The metrics used in the models are described in the separate CHAOSS metrics vignette, and are detailed in the data.frame returned by the rm_metrics_list() function.

In contrast to the metrics, each of which is encoded as a separate function within this package, the models are not hard-coded, rather the metrics used in each are defined within a single JSON file stored at extdata/metrics-models/metrics-models.json in the inst sub-directory of the package. This allows the model construction to be easily modified without needing to modify the underlying code of this package.

The file can be accessed by loading the package:

library (repometrics)

and then locating the file with:

f <- system.file (
    fs::path ("extdata", "metrics-models", "metrics-models.json"),
    package = "repometrics"
)

This file defines all CHAOSS metrics used in this package, and lists the metrics used to construct each model.

The models used here

Each model collates individual metrics defined in the chaoss-models.json file, with final model values summing individual values of all component metrics, as described in the following sub-section.
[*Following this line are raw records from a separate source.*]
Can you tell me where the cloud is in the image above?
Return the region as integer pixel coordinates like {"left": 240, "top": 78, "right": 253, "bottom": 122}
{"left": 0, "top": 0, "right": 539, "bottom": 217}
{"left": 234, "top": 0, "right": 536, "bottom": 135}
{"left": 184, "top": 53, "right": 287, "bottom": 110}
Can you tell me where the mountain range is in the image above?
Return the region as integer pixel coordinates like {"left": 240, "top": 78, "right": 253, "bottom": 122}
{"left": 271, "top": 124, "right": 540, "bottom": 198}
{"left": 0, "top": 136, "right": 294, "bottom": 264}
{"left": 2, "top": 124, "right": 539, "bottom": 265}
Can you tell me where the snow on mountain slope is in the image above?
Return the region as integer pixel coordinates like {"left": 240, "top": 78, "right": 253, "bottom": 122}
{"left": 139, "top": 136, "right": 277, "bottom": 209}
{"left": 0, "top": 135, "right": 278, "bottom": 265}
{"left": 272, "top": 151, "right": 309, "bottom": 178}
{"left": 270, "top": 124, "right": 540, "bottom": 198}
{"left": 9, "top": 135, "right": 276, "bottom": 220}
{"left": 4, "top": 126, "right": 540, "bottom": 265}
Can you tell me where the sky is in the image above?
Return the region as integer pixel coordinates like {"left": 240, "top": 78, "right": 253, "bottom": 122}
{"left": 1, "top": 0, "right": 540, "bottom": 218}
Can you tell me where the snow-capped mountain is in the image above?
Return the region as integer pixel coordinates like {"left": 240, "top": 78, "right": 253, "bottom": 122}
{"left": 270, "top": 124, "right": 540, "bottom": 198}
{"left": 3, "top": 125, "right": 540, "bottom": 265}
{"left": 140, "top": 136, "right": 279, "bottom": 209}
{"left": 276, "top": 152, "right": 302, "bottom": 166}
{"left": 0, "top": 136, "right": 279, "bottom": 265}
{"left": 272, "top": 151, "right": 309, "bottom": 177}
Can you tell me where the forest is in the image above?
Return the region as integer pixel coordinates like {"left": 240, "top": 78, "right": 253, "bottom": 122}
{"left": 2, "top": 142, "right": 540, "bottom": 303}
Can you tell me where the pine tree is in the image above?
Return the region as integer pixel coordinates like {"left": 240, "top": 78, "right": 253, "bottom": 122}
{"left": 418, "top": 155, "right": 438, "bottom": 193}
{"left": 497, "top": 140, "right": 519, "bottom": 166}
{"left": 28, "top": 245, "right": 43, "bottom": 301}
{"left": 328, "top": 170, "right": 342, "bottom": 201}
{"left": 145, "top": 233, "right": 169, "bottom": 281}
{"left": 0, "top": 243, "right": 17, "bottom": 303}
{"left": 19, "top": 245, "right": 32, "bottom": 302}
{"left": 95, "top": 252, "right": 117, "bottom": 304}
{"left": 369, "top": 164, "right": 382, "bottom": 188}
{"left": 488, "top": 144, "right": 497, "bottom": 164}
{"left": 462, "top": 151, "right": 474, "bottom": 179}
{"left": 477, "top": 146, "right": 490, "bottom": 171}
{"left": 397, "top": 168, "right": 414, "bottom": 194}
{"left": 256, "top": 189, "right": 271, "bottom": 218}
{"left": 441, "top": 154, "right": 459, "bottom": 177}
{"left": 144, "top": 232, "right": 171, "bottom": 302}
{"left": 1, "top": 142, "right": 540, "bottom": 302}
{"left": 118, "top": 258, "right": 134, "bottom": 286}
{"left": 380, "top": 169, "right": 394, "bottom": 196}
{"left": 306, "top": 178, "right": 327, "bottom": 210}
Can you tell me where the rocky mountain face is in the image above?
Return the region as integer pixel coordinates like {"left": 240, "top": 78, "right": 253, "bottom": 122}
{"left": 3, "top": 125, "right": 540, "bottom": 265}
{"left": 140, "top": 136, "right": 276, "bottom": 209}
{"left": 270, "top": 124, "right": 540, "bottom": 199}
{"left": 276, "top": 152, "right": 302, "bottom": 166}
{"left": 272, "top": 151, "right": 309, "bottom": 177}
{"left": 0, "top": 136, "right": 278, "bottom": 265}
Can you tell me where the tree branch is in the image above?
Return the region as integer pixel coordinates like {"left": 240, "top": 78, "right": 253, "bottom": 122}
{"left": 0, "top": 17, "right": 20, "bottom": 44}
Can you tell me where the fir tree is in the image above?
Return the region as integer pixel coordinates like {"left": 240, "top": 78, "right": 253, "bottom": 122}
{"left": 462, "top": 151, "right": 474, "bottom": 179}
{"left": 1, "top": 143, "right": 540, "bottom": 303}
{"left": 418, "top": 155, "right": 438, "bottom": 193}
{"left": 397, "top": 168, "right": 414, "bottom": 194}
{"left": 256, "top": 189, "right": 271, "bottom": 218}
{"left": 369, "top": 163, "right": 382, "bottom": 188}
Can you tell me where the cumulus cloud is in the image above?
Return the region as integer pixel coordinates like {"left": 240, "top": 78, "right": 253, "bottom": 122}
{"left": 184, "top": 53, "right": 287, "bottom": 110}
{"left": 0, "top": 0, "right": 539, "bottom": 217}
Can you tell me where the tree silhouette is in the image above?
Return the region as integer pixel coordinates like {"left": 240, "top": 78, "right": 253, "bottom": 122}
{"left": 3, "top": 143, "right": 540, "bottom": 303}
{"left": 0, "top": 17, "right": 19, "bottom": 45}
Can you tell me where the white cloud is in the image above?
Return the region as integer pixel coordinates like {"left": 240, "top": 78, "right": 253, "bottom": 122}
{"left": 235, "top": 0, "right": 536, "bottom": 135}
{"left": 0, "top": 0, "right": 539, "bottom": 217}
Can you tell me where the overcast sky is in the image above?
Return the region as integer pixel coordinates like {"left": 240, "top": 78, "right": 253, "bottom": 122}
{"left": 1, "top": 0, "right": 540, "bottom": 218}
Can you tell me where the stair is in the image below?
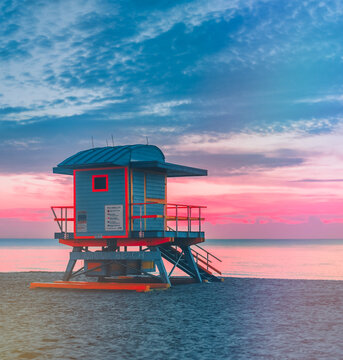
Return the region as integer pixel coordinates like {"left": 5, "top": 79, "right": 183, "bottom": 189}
{"left": 159, "top": 245, "right": 222, "bottom": 282}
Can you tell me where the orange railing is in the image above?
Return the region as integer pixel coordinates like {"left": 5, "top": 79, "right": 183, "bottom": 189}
{"left": 52, "top": 202, "right": 206, "bottom": 237}
{"left": 130, "top": 202, "right": 206, "bottom": 233}
{"left": 168, "top": 244, "right": 222, "bottom": 276}
{"left": 192, "top": 244, "right": 222, "bottom": 274}
{"left": 51, "top": 206, "right": 74, "bottom": 239}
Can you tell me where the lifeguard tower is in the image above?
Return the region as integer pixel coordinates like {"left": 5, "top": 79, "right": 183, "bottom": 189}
{"left": 31, "top": 145, "right": 222, "bottom": 292}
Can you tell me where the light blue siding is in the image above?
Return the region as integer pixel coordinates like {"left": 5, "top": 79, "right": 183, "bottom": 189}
{"left": 146, "top": 173, "right": 165, "bottom": 199}
{"left": 75, "top": 168, "right": 127, "bottom": 237}
{"left": 132, "top": 171, "right": 145, "bottom": 231}
{"left": 146, "top": 172, "right": 165, "bottom": 230}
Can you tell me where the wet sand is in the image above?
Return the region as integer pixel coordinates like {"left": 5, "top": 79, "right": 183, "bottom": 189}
{"left": 1, "top": 272, "right": 343, "bottom": 359}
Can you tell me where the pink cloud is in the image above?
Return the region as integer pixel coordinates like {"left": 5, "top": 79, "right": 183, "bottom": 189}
{"left": 0, "top": 173, "right": 73, "bottom": 237}
{"left": 1, "top": 171, "right": 343, "bottom": 238}
{"left": 166, "top": 176, "right": 343, "bottom": 237}
{"left": 0, "top": 173, "right": 73, "bottom": 210}
{"left": 0, "top": 208, "right": 51, "bottom": 222}
{"left": 203, "top": 218, "right": 343, "bottom": 239}
{"left": 321, "top": 218, "right": 343, "bottom": 224}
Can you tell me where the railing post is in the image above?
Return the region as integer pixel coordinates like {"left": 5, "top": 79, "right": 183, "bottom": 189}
{"left": 199, "top": 207, "right": 201, "bottom": 233}
{"left": 187, "top": 206, "right": 190, "bottom": 233}
{"left": 176, "top": 205, "right": 178, "bottom": 234}
{"left": 163, "top": 203, "right": 165, "bottom": 237}
{"left": 140, "top": 205, "right": 142, "bottom": 232}
{"left": 129, "top": 203, "right": 132, "bottom": 232}
{"left": 190, "top": 206, "right": 192, "bottom": 232}
{"left": 65, "top": 207, "right": 68, "bottom": 239}
{"left": 61, "top": 208, "right": 63, "bottom": 237}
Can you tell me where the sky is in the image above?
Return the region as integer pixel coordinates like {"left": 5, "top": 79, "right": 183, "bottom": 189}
{"left": 1, "top": 0, "right": 343, "bottom": 239}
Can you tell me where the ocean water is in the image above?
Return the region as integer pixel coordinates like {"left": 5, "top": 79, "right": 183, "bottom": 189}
{"left": 1, "top": 238, "right": 343, "bottom": 280}
{"left": 1, "top": 239, "right": 343, "bottom": 359}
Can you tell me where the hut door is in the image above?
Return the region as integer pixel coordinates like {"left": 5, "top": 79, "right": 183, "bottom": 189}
{"left": 145, "top": 173, "right": 166, "bottom": 231}
{"left": 132, "top": 171, "right": 145, "bottom": 231}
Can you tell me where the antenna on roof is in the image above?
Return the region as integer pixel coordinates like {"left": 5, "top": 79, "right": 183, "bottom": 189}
{"left": 106, "top": 139, "right": 108, "bottom": 147}
{"left": 91, "top": 136, "right": 94, "bottom": 148}
{"left": 111, "top": 134, "right": 114, "bottom": 146}
{"left": 146, "top": 136, "right": 149, "bottom": 145}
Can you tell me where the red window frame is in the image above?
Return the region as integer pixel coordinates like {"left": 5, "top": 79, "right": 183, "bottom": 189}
{"left": 92, "top": 174, "right": 108, "bottom": 192}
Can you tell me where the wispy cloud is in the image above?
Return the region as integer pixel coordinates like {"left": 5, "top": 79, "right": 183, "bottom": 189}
{"left": 296, "top": 94, "right": 343, "bottom": 104}
{"left": 3, "top": 138, "right": 41, "bottom": 149}
{"left": 125, "top": 0, "right": 250, "bottom": 44}
{"left": 140, "top": 100, "right": 191, "bottom": 116}
{"left": 165, "top": 118, "right": 343, "bottom": 184}
{"left": 293, "top": 179, "right": 343, "bottom": 182}
{"left": 0, "top": 0, "right": 126, "bottom": 120}
{"left": 1, "top": 95, "right": 126, "bottom": 121}
{"left": 168, "top": 118, "right": 343, "bottom": 156}
{"left": 186, "top": 1, "right": 343, "bottom": 71}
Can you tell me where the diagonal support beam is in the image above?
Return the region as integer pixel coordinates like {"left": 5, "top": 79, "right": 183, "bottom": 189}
{"left": 168, "top": 249, "right": 184, "bottom": 277}
{"left": 182, "top": 246, "right": 202, "bottom": 283}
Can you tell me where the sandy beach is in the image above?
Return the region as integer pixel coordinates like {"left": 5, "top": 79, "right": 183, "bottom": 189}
{"left": 1, "top": 272, "right": 343, "bottom": 359}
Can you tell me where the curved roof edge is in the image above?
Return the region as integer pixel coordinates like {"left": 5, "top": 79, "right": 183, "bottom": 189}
{"left": 57, "top": 145, "right": 164, "bottom": 167}
{"left": 54, "top": 144, "right": 207, "bottom": 177}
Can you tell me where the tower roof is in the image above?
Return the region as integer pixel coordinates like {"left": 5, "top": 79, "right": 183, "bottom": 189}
{"left": 53, "top": 144, "right": 207, "bottom": 177}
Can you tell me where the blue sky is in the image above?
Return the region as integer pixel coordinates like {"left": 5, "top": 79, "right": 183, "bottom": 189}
{"left": 1, "top": 0, "right": 343, "bottom": 238}
{"left": 1, "top": 0, "right": 342, "bottom": 172}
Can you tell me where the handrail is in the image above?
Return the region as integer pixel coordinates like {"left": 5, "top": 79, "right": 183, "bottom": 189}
{"left": 191, "top": 249, "right": 212, "bottom": 263}
{"left": 130, "top": 202, "right": 206, "bottom": 233}
{"left": 195, "top": 255, "right": 222, "bottom": 275}
{"left": 131, "top": 202, "right": 206, "bottom": 208}
{"left": 194, "top": 244, "right": 222, "bottom": 262}
{"left": 51, "top": 206, "right": 74, "bottom": 240}
{"left": 130, "top": 202, "right": 158, "bottom": 206}
{"left": 191, "top": 245, "right": 222, "bottom": 274}
{"left": 167, "top": 203, "right": 207, "bottom": 209}
{"left": 51, "top": 206, "right": 74, "bottom": 209}
{"left": 170, "top": 245, "right": 222, "bottom": 275}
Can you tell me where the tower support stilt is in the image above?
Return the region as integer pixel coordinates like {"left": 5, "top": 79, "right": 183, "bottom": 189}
{"left": 62, "top": 247, "right": 82, "bottom": 281}
{"left": 150, "top": 247, "right": 171, "bottom": 286}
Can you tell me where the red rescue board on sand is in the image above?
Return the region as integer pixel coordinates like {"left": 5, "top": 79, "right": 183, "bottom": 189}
{"left": 30, "top": 281, "right": 170, "bottom": 292}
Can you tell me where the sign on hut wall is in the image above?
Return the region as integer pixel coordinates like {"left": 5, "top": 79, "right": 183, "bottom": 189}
{"left": 76, "top": 211, "right": 87, "bottom": 232}
{"left": 105, "top": 205, "right": 123, "bottom": 231}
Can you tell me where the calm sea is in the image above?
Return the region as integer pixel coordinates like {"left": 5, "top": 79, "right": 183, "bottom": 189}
{"left": 1, "top": 238, "right": 343, "bottom": 280}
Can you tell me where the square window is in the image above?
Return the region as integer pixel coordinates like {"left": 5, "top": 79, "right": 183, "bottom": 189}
{"left": 92, "top": 175, "right": 108, "bottom": 192}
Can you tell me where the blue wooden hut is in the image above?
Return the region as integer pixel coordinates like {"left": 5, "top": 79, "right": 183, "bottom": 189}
{"left": 33, "top": 145, "right": 222, "bottom": 291}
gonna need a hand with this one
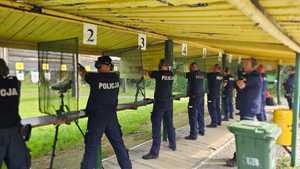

Combining metrics within models

Different CHAOSS metrics quantify different properties, and are measured on different scales. To combine metrics into a single model, differences in scale must be reconciled. The metrics-models.json file defines each metrics according to one of five types of measurement:

binary, translated to 0 for false and 1 for true;
count, for integer numbers greater than or equal to 0;
ratio, for floating-point numbers between 0 and 1;
days, for integer measurements in days; and
real, for single, real values greater than zero.

Metrics measured as counts or days are log-transformed before being aggregated to final models. Each metric also indicates where higher or lower values are desirable. Aggregate model scores are designed so that higher values are better, so any metrics for which lower values are better are first negated before being aggregated into overall model scores.